Le décret impose également une lourde formation initiale de 70 heures avec au moins 35 heures de pratique dont 28 heures en présentiel et 14h sur le terrain. Et pour veiller qu’il dispose bien des compétences attendues précisées dans le texte, son organisme de certification lui fera passer un examen initial théorique et pratique. Dans le détail, l’examen théorique en présentiel (1h minimum) est composé d’un QCM de 50 questions, à partir d’un référentiel national de questions. Le candidat devra obtenir plus de 75%. L’examen pratique doit durer 2h30, et devra se faire à partir du 1er mai 2025 en situation réelle.

Un suivi constant

Décrocher son extension de certification ne sera pas suffisant, il faudra aussi la conserver. Le décret fixe d’abord une obligation de formation continue. Chaque année (à l’exception de la première et de la dernière année du cycle de certification), l’auditeur certifié devra suivre une formation de 7 heures, avec au moins tous les deux ans, un cas-test. Simple formalité ? Pas sûr. Car le texte prévoit une attestation délivrée à l’issue de la formation après « vérification des acquis du stagiaire par le biais d’une évaluation ».

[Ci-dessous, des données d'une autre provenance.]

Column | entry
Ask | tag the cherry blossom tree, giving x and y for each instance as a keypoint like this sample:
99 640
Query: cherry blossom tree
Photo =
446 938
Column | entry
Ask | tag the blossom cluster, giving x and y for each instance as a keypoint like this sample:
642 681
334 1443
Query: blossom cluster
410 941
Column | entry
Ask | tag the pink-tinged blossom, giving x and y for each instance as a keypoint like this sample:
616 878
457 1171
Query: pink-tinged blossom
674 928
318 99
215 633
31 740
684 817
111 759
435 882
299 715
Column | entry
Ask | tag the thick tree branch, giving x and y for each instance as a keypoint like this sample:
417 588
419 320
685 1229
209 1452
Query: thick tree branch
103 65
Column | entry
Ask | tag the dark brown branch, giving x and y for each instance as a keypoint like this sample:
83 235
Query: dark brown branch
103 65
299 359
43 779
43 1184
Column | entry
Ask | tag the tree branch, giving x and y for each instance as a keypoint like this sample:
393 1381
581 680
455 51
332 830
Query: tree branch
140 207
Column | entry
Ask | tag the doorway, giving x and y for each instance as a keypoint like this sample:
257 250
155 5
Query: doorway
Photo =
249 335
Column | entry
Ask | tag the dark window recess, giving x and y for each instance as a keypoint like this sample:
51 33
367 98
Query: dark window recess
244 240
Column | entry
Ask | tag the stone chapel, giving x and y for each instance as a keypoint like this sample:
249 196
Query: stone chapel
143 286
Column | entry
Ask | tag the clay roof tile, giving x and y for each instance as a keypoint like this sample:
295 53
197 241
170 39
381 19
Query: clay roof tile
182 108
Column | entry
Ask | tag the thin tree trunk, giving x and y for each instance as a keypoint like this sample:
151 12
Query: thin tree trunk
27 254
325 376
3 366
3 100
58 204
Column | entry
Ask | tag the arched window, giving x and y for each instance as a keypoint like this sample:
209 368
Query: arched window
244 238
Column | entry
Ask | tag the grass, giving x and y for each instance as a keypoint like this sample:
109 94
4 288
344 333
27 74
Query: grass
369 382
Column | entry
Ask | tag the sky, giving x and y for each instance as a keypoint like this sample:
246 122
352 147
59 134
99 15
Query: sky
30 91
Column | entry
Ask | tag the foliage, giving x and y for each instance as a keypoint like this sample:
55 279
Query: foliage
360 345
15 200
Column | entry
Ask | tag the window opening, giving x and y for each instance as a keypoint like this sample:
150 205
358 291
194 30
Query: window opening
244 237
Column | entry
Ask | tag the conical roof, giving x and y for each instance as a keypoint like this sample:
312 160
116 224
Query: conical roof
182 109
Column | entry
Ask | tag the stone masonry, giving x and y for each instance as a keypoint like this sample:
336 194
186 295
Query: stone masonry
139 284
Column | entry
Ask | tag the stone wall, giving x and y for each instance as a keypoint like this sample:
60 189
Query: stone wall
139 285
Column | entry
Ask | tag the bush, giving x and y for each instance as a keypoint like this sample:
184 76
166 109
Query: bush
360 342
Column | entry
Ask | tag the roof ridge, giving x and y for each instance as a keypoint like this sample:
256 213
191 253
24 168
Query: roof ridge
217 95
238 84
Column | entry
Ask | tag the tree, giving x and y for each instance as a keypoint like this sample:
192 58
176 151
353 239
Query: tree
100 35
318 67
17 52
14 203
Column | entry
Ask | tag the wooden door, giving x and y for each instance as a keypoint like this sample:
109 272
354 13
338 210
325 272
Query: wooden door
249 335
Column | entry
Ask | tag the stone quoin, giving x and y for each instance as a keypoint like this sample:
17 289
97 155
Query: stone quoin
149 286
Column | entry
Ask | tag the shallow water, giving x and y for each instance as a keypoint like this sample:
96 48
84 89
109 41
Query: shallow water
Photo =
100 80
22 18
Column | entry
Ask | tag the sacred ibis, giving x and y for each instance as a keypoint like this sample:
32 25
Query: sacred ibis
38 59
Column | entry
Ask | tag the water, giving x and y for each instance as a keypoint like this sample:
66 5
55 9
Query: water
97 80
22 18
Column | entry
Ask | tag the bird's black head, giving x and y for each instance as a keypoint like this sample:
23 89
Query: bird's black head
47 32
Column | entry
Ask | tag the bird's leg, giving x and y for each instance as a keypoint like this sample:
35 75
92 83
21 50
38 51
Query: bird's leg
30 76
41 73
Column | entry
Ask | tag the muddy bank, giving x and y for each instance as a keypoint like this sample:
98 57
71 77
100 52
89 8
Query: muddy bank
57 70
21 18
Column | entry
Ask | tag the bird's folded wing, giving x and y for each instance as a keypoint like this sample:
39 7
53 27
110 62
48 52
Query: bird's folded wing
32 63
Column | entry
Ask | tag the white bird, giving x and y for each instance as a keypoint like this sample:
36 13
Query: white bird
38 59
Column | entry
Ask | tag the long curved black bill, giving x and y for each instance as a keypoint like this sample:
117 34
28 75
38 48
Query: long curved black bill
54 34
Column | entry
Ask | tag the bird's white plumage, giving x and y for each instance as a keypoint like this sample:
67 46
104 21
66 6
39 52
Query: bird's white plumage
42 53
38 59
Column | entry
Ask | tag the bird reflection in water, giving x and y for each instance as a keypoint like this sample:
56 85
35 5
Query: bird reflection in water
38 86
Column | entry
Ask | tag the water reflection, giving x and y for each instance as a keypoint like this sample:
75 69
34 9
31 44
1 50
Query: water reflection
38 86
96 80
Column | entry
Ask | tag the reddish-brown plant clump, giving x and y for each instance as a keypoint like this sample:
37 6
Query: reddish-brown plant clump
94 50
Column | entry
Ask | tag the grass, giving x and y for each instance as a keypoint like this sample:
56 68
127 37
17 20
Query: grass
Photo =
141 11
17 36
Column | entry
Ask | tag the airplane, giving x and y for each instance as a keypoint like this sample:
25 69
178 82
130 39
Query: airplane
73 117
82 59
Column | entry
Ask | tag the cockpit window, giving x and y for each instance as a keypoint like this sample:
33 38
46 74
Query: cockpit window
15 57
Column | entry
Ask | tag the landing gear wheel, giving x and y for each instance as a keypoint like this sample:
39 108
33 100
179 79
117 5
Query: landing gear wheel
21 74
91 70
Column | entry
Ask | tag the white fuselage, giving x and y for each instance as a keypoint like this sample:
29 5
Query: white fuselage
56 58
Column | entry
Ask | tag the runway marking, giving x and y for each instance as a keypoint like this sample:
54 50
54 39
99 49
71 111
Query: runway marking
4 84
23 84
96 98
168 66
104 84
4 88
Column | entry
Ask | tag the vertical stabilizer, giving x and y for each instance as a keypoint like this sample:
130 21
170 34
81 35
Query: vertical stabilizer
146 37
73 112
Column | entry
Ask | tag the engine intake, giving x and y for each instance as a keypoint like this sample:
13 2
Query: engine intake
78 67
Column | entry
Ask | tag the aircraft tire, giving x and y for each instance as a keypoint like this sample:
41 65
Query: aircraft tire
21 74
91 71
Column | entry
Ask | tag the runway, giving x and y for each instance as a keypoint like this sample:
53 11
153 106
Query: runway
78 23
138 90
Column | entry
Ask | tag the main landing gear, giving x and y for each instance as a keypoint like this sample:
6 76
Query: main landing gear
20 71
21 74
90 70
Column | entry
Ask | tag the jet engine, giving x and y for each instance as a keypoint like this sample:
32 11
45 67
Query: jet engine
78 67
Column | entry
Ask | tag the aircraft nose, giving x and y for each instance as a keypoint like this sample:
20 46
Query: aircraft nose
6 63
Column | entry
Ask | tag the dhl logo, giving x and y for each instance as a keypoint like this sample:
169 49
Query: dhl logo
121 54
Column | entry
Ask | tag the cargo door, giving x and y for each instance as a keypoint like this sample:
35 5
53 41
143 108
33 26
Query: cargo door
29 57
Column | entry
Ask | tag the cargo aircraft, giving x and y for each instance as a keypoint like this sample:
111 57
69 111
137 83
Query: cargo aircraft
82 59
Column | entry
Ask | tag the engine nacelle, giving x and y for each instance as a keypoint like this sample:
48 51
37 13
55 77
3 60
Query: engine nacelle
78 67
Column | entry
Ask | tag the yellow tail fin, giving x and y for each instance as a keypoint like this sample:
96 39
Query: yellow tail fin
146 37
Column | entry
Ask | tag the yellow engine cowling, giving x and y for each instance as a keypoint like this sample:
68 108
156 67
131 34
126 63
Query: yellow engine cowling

Plus de formation, mais aussi plus de contrôles. Sans surprise, le décret aligne le dispositif sur la nouvelle certification DPE qui débarque au 1er juillet 2024. Autrement dit, l’auditeur devra se plier à trois surveillances documentaires, et trois contrôles sur ouvrage (un en cours d’audit, deux a posteriori) « dans des délais identiques » à ceux prévus dans la nouvelle certification DPE.

Autant dire que cette nouvelle certification se révèle lourde à porter pour les cabinets de diagnostic. Pour alléger un peu et diminuer les coûts, le décret permet toutefois la mutualisation des contrôles avec ceux déjà prévus pour le DPE. Tous ces contrôles, quasi annuels, doivent cependant être regardés comme un minimum. D’autres pourront s’y ajouter à tout moment. En cas d’incohérences dans les audits, l’organisme de certification peut par exemple déclencher une opération de contrôle documentaire ou de contrôle sur ouvrage supplémentaire.

Et pour les diagnostiqueurs qui réalisaient déjà des audits ?

Que deviennent les diagnostiqueurs-auditeurs qui depuis le 1er avril 2023 réalisent déjà des audits énergétiques pour les biens classés F et G en monopropriété mis en vente ? Jusqu’ à présent, ils bénéficiaient d’une attestation les autorisant à effectuer les audits jusqu’au 31 décembre 2023.

Bonne nouvelle, cette attestation pourra être prorogée par l’organisme de certification durant 14 mois, jusqu’au 30 avril 2025 grand maximum. Et à l’issue de la prorogation ? C’est là que le bât blesse. Rien ne dit comment le diagnostiqueur peut passer automatiquement de l’actuelle attestation à la future extension de certification. Aucune dérogation, hormis pour les diagnostiqueurs qui ont déjà l’attestation mais qui n’auraient pas les deux ans de DPE minimum, qui pourront quand même prétendre à l’extension de certification.  

Pour le reste, il semble bien que le diagnostiqueur doive en passer lui aussi par une formation initiale (70 heures, on le rappelle), et un double examen théorique et pratique. La pilule est difficile à avaler pour un diagnostiqueur-auditeur qui aura parfois réalisé des audits depuis un à deux ans. L’avis du CSCEE (Conseil supérieur de la construction et de l’efficacité énergétique) en octobre, semble avoir été suivi par le ministère. Oui, les diagnostiqueurs certifiés DPE pourront à l’avenir continuer à réaliser des audits, mais l’accès au marché leur est rendu aujourd’hui beaucoup plus difficile.

Décret n° 2023-1219 du 20 décembre 2023 définissant le référentiel de compétences et les modalités de contrôle de ces compétences pour les diagnostiqueurs immobiliers en vue de la réalisation de l’audit énergétique mentionné à l’article L. 126-28-1 du code de la construction et de l’habitation.